Bij brief van [werknemer] van 1 oktober 2012 aan ARAG Rechtsbijstand, de rechtsbijstandsverzekeraar van [vennoot 3] , is [vennoot 3] aansprakelijk gesteld voor de gevolgen van het ongeval dat [eiseres] op 1 juni 2011 is overkomen. Tevens is aangegeven dat deze brief als een stuitingshandeling in de zin van artikel 3:317 BW dient te worden opgevat.

2.10.

Bij brief van 26 oktober 2012 heeft ARAG aan [eiseres] (althans [werknemer] ) onder andere het volgende geschreven:

“(…) De inschrijving van de VOF bij de KvK sinds 01-01-2010 voeg ik bij. Deze inschrijving was t.t.v. dit voorval actueel. Event Music VOF was op 01-06-2011 actief in de Sporthal te Annen in verband met een playbackavond die werd georganiseerd gedurende de Sport en Spelweek. Event Music VOF was die avond ingehuurd door de uitbater van de sporthal.

De aansprakelijkheidsverzekeraar Aegon stelde vast, dat de verzekering stond op naam van de heer [vennoot 4] (medefirmant van Event Music VOF). Deze verzekering was in 2009 door [vennoot 4] afgesloten en was per abuis nog niet omgezet naar Event Music VOF, welke VOF per 01-01-2010 was opgericht. (…)

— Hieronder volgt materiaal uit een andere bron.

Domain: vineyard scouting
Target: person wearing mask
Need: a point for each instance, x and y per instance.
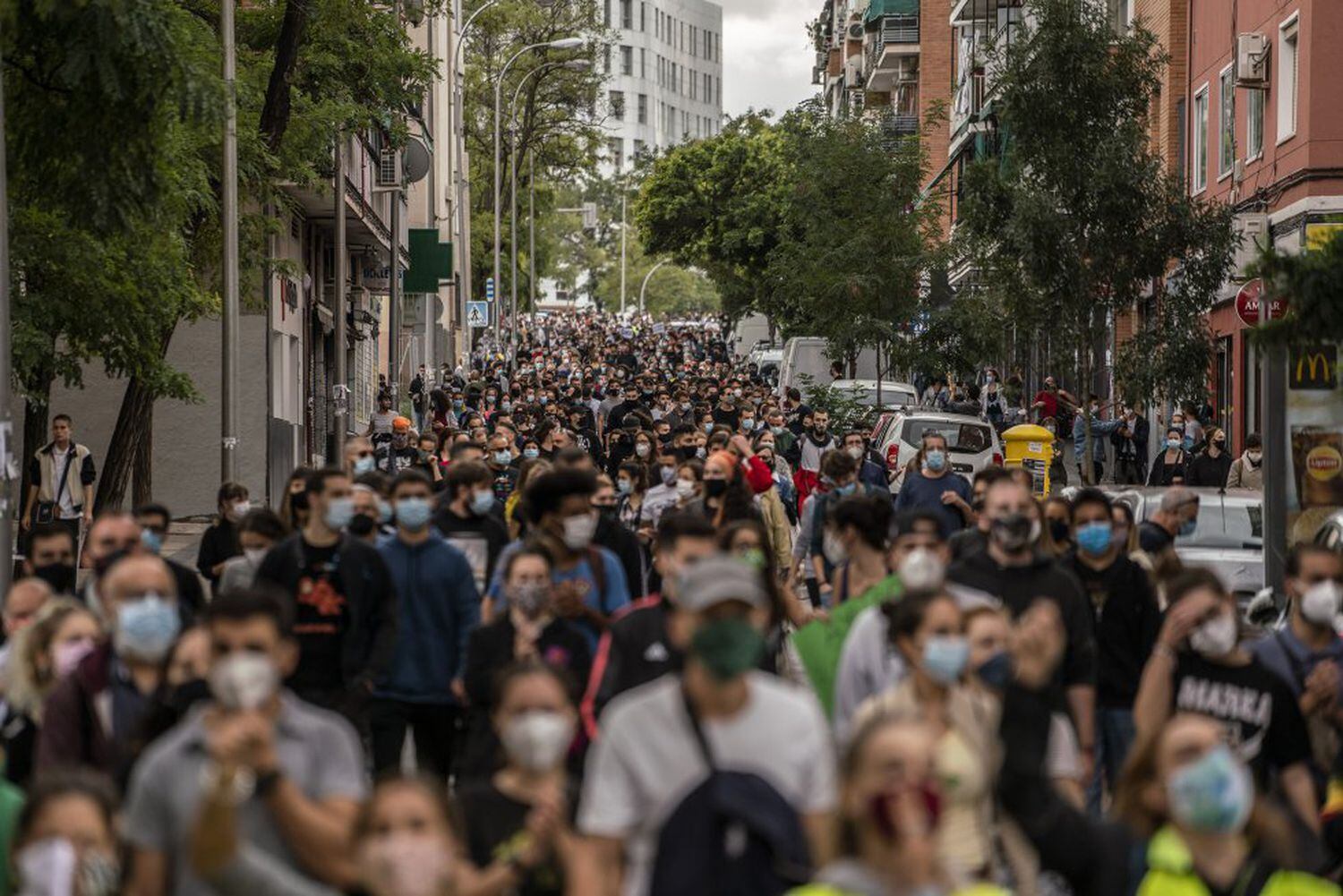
(1170, 465)
(51, 558)
(1013, 573)
(466, 519)
(1213, 464)
(1176, 515)
(518, 820)
(62, 633)
(1127, 621)
(284, 777)
(526, 627)
(64, 840)
(93, 716)
(1307, 652)
(637, 648)
(219, 543)
(663, 742)
(1187, 817)
(1248, 469)
(341, 600)
(926, 627)
(1198, 664)
(935, 487)
(440, 608)
(258, 533)
(153, 522)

De AVP verzekering van de heer [vennoot 3] biedt evenmin uitkomst. De aansprakelijkheid voor beroepsmatig uitgevoerde werkzaamheden, is uitgesloten van de dekking op die polis. (…)

Toedracht

Voor wat de toedracht betreft erkent de heer [vennoot 3] , dat hij tegen de stellage met spots die op het podium stond is gebotst. Deze stellage was daar geplaatst in het kader van de uitoefening van zijn werkzaamheden voortvloeiend uit de VOF die hij samen met zijn firmant heeft. [vennoot 3] botste tegen de stellage toen hij daar zijn werkzaamheden uitvoerde in het kader van beroepsmatig uitgevoerde werkzaamheden (…)

Schade

Voor wat de schade betreft is bij het ontbreken van een aansprakelijkheidsverzekeraar waar een beroep op kan worden gedaan, de financiële draagkracht van mijn client en/of de VOF zeer beperkt. (…)

Voorstel:

Hoewel mijn cliënt gezien het vorenstaande nadrukkelijk betwist, dat de schade omvang die door uw relatie wordt geclaimd correct is en in causale relatiestaat tot dit voorval, is hij onder voorbehoud van alle rechten en weren en uitsluitend coulance halve, aangezien hij wel bereid is te erkennen dat er mogelijk een kortdurende periode sprake is geweest van klachten, bereid om éénmalig een voorstel te doen ter definitieve regeling van dit voorval en alle gevolgen daarvan. (…) Graag wil ik hierover overleg met u plegen. (…)”

2.11.

Bij brief van [werknemer] van 29 oktober 2012 heeft [eiseres] Dorpsbelangen aansprakelijk gesteld voor de gevolgen van het ongeval dat haar op 1 juni 2011 is overkomen.

2.12.

Bij brief van 29 november 2012 heeft Klaverblad namens Dorpsbelangen aan [eiseres] geschreven (voor zover hier van belang):

“(…) U stelt onze verzekerde aansprakelijk op grond van artikel 6:171 BW. Onze verzekerde kan echter niet worden beschouwd als opdrachtgever in de zin van bedoeld wetsartikel. De firma Event Music v.o.f. was namelijk niet door onze verzekerde ingeschakeld maar door de huurder van de desbetreffende kantine. De huurder betreft de heer W. Vehof (…) handelende onder de naam Catering Fantasia.”

2.13.

Bij brief van [werknemer] van 4 december 2012 heeft [eiseres] Fantasia aansprakelijk gesteld voor de gevolgen van het ongeval.

2.14.

Bij schrijven van 20 december 2012 heeft ASR namens Fantasia aan [eiseres] geschreven (voor zover hier van belang):

“(…) Onze verzekerde deelde mij mee dat zij niet de organisator van de sport-spelweek is. Dat is de Commissie Dorpsbelangen. Verzekerde regelt de muziek en de vergunningen. De materialen welke van verzekerde zijn, staan vast en de kabels zijn afgeplakt.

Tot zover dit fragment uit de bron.